Updated: Jan 12, 2022

  • Timing of snowmelt runoff affects river ecology, trout behavior, fishing experience, and mid-summer streamflow in natural and regulated river reaches.

  • Runoff timing is most strongly influenced by April-June temperatures (warmer = earlier runoff) and April 1 snow-water-equivalent (SWE; more snow = later runoff).

  • Since 1930, runoff timing in the upper Henry’s Fork has displayed a parabolic (upside-down “U”) trend over time, with the latest runoff occurring in the 1970s.

  • Date of 30-day peak streamflow in the upper Henry’s Fork in 2015 and 2016 ranked 2nd and 9th earliest, respectively, in the last 87 years. Earliest runoff on record occurred in 1934.

  • Over the past 30 years, mean April-June temperature at the watershed’s snow survey sites has warmed at 1.29°F per decade. All other factors being equal, this moves the 30-day peak flow window 5.4 days earlier each decade. Global climate models and data predict continued warming over the next few decades, so we can expect continued earlier runoff.

  • Runoff timing is poorly predicted by conditions in the month of March, so it is too early to make precise predictions of runoff timing in 2017. However, rapid loss of low- and mid-elevation snow since March 10 is greatly reducing the amount of snow on the ground. Thus, we are sure that runoff will be earlier than I would have predicted two weeks ago. Streamflow conditions will most likely be better than last year but not nearly as good as they could have been had the robust early-March snowpack stuck around until the beginning of April.

In this blog, I present a large amount of quantitative information about runoff timing in the Henry’s Fork watershed. The blog is divided into the following sections:

  1. Quick update on current SWE conditions in the watershed.

  2. Importance of runoff timing.

  3. Methods of quantifying runoff timing.

  4. Data sources.

  5. Climatic variables that determine runoff timing.

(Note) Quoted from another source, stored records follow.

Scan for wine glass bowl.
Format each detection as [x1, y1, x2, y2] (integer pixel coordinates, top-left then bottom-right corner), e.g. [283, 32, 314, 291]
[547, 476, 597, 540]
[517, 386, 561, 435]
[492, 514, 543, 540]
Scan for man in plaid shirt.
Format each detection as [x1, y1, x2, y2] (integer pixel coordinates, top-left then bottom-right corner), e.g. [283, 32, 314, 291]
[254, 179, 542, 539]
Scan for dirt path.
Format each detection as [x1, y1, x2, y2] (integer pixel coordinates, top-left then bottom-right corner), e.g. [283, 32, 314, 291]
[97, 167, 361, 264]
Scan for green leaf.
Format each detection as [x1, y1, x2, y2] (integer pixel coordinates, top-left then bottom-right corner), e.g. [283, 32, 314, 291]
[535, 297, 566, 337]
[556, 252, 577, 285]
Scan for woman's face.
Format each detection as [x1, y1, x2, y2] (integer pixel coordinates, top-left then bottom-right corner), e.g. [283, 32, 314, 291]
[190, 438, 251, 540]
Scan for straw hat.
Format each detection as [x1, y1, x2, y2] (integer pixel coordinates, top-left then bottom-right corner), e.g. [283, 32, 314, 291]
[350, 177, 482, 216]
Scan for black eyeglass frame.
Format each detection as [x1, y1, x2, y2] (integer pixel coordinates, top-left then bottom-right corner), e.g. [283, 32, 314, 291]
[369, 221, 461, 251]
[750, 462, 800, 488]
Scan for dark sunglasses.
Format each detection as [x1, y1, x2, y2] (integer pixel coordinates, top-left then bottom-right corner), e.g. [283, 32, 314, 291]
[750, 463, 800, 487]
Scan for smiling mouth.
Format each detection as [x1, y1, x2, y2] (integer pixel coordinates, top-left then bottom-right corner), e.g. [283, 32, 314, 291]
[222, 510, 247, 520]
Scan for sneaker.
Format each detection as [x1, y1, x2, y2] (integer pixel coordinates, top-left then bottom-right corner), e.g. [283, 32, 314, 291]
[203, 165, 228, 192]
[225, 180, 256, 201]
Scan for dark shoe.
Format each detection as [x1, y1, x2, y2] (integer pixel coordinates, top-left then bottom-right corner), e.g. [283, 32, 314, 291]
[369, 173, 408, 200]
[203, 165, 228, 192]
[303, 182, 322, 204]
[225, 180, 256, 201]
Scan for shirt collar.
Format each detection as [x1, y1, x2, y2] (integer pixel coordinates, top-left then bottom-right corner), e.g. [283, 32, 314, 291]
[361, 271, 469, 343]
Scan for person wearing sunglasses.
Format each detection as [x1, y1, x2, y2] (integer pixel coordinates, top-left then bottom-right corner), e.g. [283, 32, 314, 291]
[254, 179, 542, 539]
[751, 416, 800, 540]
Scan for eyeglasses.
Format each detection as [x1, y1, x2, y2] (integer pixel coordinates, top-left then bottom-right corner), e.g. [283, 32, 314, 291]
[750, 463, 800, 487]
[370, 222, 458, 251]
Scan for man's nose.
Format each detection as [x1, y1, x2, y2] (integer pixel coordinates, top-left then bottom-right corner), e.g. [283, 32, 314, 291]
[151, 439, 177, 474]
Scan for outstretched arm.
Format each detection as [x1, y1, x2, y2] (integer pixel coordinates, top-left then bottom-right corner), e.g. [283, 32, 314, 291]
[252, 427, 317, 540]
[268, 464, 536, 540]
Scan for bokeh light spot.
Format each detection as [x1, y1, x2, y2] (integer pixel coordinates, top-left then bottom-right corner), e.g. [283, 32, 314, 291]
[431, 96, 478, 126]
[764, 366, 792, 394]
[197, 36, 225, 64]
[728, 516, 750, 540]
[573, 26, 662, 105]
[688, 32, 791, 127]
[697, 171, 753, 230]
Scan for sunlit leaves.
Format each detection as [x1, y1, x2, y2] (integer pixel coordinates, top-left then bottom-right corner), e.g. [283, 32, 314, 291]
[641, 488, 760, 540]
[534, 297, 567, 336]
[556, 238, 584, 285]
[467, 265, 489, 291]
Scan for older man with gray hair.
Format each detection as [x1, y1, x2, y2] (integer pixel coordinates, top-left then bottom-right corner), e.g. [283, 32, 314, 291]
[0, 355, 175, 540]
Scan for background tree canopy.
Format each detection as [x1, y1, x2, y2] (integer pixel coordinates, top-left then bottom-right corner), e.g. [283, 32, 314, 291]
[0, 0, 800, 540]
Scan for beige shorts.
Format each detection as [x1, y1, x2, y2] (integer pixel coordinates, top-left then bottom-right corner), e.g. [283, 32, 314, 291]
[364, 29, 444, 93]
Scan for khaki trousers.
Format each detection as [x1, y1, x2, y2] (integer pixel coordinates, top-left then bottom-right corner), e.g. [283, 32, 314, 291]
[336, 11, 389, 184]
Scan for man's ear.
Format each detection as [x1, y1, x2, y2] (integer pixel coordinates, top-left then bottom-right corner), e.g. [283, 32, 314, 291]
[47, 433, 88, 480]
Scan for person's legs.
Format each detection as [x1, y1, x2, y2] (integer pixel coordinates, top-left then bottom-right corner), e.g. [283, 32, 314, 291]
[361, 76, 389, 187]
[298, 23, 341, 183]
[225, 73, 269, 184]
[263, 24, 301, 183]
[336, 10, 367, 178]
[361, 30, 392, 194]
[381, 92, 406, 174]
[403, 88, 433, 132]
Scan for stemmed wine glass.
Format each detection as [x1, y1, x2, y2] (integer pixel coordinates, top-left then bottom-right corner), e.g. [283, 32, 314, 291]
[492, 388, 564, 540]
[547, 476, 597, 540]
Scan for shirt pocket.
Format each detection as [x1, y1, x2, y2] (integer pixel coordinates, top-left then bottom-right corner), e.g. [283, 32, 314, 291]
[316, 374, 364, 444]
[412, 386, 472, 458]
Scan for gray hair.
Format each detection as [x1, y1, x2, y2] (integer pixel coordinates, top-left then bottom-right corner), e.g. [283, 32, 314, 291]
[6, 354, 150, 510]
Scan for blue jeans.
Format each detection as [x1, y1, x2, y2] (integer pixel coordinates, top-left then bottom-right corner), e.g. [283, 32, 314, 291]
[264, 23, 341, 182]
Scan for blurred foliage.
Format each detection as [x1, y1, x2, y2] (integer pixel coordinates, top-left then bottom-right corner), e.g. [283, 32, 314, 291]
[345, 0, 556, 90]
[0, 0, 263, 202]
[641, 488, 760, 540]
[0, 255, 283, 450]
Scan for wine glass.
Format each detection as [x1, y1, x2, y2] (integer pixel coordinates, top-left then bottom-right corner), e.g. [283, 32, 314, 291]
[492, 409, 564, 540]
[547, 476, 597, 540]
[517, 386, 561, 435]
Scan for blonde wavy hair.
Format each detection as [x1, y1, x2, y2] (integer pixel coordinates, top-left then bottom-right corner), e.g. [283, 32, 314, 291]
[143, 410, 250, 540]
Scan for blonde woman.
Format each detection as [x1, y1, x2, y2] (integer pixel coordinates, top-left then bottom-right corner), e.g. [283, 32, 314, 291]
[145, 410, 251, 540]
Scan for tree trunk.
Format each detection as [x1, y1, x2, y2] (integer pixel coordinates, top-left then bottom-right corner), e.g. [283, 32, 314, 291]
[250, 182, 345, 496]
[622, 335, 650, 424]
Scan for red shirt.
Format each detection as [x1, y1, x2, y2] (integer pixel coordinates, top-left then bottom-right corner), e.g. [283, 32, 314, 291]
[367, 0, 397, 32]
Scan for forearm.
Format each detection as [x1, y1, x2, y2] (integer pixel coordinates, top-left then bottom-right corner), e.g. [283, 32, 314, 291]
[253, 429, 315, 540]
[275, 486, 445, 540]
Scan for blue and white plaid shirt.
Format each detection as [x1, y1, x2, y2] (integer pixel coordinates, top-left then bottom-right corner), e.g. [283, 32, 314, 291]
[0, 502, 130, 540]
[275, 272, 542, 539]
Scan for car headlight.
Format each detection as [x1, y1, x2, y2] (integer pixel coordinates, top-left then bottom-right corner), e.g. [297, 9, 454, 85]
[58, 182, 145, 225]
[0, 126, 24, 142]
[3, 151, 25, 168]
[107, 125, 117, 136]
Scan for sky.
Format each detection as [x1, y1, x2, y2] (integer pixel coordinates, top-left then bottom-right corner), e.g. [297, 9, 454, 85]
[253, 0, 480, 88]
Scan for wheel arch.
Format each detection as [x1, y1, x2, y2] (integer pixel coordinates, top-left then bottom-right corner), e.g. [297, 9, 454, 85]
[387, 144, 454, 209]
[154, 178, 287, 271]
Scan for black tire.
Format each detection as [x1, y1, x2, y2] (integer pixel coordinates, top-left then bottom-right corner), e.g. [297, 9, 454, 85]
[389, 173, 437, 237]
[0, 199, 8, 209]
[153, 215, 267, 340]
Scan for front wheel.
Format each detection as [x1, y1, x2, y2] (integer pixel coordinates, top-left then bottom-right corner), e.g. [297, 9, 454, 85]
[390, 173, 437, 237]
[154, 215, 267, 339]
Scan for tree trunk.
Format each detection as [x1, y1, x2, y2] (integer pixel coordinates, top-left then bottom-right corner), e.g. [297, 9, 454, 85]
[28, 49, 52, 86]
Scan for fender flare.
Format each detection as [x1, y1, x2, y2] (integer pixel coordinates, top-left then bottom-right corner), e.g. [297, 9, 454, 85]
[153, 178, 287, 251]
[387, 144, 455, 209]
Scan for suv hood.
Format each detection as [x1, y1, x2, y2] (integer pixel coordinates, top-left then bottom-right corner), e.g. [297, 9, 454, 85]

  6. Trends in runoff timing and climate.

  7. Runoff timing in recent years.

  8. Predictions for 2017.

  9. Looking beyond 2017—what will the future hold?

HFF Research Associate Bryce Oldemeyer compiled most of the climatic data and did some of the statistical analysis that contributed to this blog.

1. Snowpack has been melting rapidly for 10 days.

Twelve days ago, I reported that SWE in the upper Henry’s Fork subwatershed had reached 120% of its 30-year median. Unfortunately, SWE peaked two days later and has been declining ever since, due to warm temperatures. Yesterday’s precipitation didn’t help much because the snow level was around 8000 feet. The Island Park site has lost 2.1 inches of water-equivalent since March 10, dropping from 108% of median to its current value of 87% of median. Today’s SWE graph shows how snowpack across the watershed has dropped relative to average.

2. Why is runoff timing important?

The timing of runoff in river systems dominated by snowmelt is important to ecological processes, river recreation, and water management. Runoff timing, in conjunction with temperature, determines spawn timing of spring-spawning fish such as Rainbow trout and Cutthroat trout, emergence timing of aquatic insects such as giant salmonflies, and reproduction of riparian shrubs and trees such as cottonwoods. Timing, duration, and magnitude of peak flows also drive erosional and depositional processes that create and maintain trout habitat in mobile stream channels and floodplains such as those of the lower Henry’s Fork, lower Teton River, and South Fork Snake. The quality of fishing and boating is intimately tied to streamflow, and anglers and boaters seek particular flow conditions (sometimes high, sometimes low) for specific types of fishing and floating experiences. Runoff timing is also critical for water management, especially in the upper Snake River basin, where the primary use of water is for irrigation. Early runoff is especially problematic, as it produces high streamflows prior to the time when crops need the most irrigation. When peak irrigation demand occurs later than the natural water supply, water must be release from storage reservoirs to make up the difference, resulting in higher-than-average flows immediately downstream of reservoirs such as Island Park and lower-than-average flows downstream of the major diversion points. Thus, understanding and predicting runoff timing is critical to both anglers and water managers.

3. How do we measure runoff timing?

In the Henry’s Fork watershed, we consider the runoff period to last from April 1 to July 31. That rather wide period is necessary because the three major tributaries in the watershed—upper Henry’s (upstream of Ashton), Fall River, and Teton River—vary greatly in watershed elevation and runoff timing. The map below shows the three gage locations where we measure each of these three tributaries. We need the long window to capture the respective peaks of all three tributaries.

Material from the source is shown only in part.